La vie sur la mer promettait l’aventure, rarement la santé. L’intendance, sur un navire pirate, relevait du casse-tête permanent : vivres rares, stockage aléatoire, alimentation répétitive à base de viande séchée ou de morue salée. Ce régime bancal privait les marins de vitamine C. Le résultat : le scorbut, maladie terrible et redoutée. Les symptômes s’accumulaient : dents qui tombent, plaies qui ne guérissent plus, douleurs insoutenables. Beaucoup en mouraient, dans l’indifférence des flots.

3. Libertalia, l’utopie pirate

Qu’ils aient fui la misère ou la justice, de nombreux pirates n’avaient rien à perdre. Certains rêvaient d’une vie affranchie, loin de l’ordre établi. Leur tentative la plus fameuse : Libertalia, une colonie fondée à Madagascar par un capitaine et un prêtre passés à la piraterie par choix ou nécessité. Utopie ou affabulation ? Les historiens débattent encore, soupçonnant Daniel Defoe, l’auteur de Robinson Crusoe, d’avoir contribué à forger la légende. Dans ce refuge, les esclaves auraient été affranchis, la vie collective réinventée. Un idéal qui fascine toujours, même s’il reste insaisissable.

4. Le mythe de Barbe Noire et ses vestiges

Impossible d’évoquer la piraterie sans citer Barbe Noire, figure redoutée et admirée. Son vaisseau, la Queen Anne’s Revenge, a refait surface en 1996 au large de la Caroline du Nord. Sur ce site, archéologues et curieux ont remonté une cloche, trois ancres et une impressionnante collection d’armes, témoins d’un passé violent. Le navire alignait près de 40 canons : une forteresse flottante pour l’époque. En 2018, des fragments de papier extraits de la vase ont livré quelques mots, ultimes échos d’un quotidien disparu. Le trésor, lui, demeure introuvable. Barbe Noire l’avait prévenu : « Seuls le diable et moi connaissons la place de mon trésor. Et le diable aura tout ! »

Les séjours pirates existent aujourd’hui encore, conçus pour faire rêver les enfants et transmettre la légende. La mémoire de Barbe Noire veille, indéracinable, sur les rivages de l’imaginaire collectif.
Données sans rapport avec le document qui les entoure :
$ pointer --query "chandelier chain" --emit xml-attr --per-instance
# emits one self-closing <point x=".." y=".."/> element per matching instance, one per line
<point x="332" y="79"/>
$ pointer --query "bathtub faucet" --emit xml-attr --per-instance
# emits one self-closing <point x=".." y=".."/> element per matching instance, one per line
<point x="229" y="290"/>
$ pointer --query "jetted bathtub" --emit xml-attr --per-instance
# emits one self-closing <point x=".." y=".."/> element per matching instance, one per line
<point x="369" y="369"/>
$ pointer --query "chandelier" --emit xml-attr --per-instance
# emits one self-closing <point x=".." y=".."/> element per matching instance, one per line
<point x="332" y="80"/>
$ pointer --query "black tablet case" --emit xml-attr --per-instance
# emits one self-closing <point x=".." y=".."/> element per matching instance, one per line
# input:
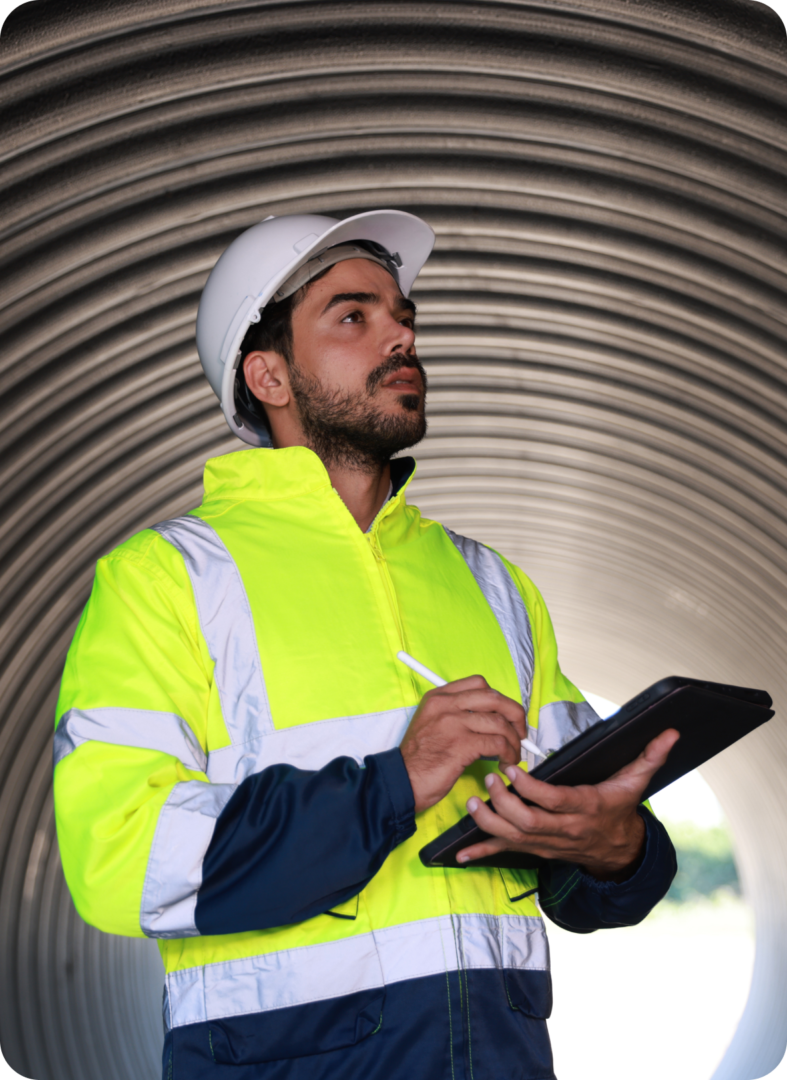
<point x="709" y="716"/>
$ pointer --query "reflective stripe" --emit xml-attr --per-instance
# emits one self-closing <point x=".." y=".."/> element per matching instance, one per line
<point x="561" y="721"/>
<point x="330" y="970"/>
<point x="174" y="874"/>
<point x="227" y="625"/>
<point x="146" y="729"/>
<point x="505" y="601"/>
<point x="312" y="745"/>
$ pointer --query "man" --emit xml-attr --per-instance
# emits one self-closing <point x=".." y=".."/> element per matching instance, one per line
<point x="245" y="770"/>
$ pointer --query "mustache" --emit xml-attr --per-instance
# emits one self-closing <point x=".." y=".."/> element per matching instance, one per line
<point x="394" y="363"/>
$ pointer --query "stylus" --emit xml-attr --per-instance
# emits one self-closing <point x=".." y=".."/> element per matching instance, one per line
<point x="436" y="680"/>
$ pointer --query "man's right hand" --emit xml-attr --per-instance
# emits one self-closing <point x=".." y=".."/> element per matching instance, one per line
<point x="455" y="726"/>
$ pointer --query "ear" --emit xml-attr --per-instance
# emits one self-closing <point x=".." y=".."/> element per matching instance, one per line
<point x="267" y="377"/>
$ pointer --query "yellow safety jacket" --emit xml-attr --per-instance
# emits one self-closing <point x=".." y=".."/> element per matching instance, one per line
<point x="259" y="631"/>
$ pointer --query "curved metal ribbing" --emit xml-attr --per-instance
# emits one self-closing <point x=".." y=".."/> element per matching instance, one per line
<point x="602" y="321"/>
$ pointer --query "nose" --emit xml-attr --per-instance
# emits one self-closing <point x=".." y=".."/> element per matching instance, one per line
<point x="398" y="337"/>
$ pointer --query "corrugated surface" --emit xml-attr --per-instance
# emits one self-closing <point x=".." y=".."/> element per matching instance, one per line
<point x="604" y="323"/>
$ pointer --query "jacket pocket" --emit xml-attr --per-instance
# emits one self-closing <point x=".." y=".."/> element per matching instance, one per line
<point x="297" y="1031"/>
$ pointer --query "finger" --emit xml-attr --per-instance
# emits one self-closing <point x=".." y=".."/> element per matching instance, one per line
<point x="636" y="775"/>
<point x="556" y="798"/>
<point x="484" y="699"/>
<point x="531" y="820"/>
<point x="462" y="685"/>
<point x="492" y="823"/>
<point x="496" y="728"/>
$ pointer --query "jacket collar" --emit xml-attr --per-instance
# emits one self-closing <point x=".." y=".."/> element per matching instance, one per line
<point x="267" y="474"/>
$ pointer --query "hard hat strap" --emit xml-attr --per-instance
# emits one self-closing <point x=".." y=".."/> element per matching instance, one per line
<point x="329" y="257"/>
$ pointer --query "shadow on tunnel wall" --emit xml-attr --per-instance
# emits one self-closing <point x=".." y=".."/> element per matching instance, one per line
<point x="602" y="323"/>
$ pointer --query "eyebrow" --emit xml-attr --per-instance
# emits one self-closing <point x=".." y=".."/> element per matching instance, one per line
<point x="365" y="298"/>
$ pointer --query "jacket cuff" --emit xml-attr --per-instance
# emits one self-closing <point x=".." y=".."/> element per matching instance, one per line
<point x="396" y="781"/>
<point x="655" y="861"/>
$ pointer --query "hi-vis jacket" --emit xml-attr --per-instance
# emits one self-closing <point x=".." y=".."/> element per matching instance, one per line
<point x="228" y="781"/>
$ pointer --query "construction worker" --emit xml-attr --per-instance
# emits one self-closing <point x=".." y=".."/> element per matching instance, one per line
<point x="245" y="771"/>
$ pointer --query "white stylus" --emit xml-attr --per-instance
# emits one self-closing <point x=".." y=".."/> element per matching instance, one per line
<point x="436" y="680"/>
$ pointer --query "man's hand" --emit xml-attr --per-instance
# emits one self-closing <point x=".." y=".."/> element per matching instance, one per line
<point x="594" y="825"/>
<point x="455" y="726"/>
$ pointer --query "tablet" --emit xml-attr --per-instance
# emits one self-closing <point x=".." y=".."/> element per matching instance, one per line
<point x="709" y="716"/>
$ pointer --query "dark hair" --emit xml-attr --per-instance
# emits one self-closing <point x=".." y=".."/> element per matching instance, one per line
<point x="273" y="333"/>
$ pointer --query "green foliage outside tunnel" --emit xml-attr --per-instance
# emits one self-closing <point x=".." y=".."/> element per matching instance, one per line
<point x="706" y="865"/>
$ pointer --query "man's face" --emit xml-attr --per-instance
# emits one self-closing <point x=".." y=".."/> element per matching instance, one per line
<point x="355" y="377"/>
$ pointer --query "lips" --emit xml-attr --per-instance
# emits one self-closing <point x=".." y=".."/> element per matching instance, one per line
<point x="404" y="378"/>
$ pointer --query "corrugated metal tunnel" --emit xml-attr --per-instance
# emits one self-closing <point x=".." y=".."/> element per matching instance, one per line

5. Le code pirate, entre discipline et liberté

On doit à la saga Pirates des Caraïbes la notoriété du fameux « Code des pirates ». Mais bien avant Hollywood, ce règlement s’était imposé à bord, notamment sous l’impulsion de Bartholomé Roberts. Il fixait le partage du butin, les règles de vie, et posait la liberté comme principe cardinal. Chaque capitaine pouvait toutefois adapter le code à sa façon : preuve que l’anarchie totale n’était qu’un fantasme. Les pirates n’ignoraient pas la loi ; ils s’en forgeaient une sur mesure.

6. Des femmes à la barre

Le cliché du pirate exclusivement masculin ne résiste pas à l’examen. Quelques femmes ont marqué l’histoire maritime, à l’image d’Anne Bonny au XVIIIe siècle. Élevée comme un garçon, rejetée par sa famille, elle s’associe à Jack Rackham et à Mary Read, autre femme pirate connue pour avoir longtemps dissimulé son identité. Anne Bonny s’est signalée par son audace et son tempérament de feu. Son destin demeure mystérieux, mais elle aurait échappé à la corde après la capture du navire de Rackham. Et comment oublier Ching Shih ? Partie des bas-fonds, elle commande un jour des dizaines de milliers d’hommes et négocie sa retraite avec les autorités. Une trajectoire aussi fulgurante qu’improbable.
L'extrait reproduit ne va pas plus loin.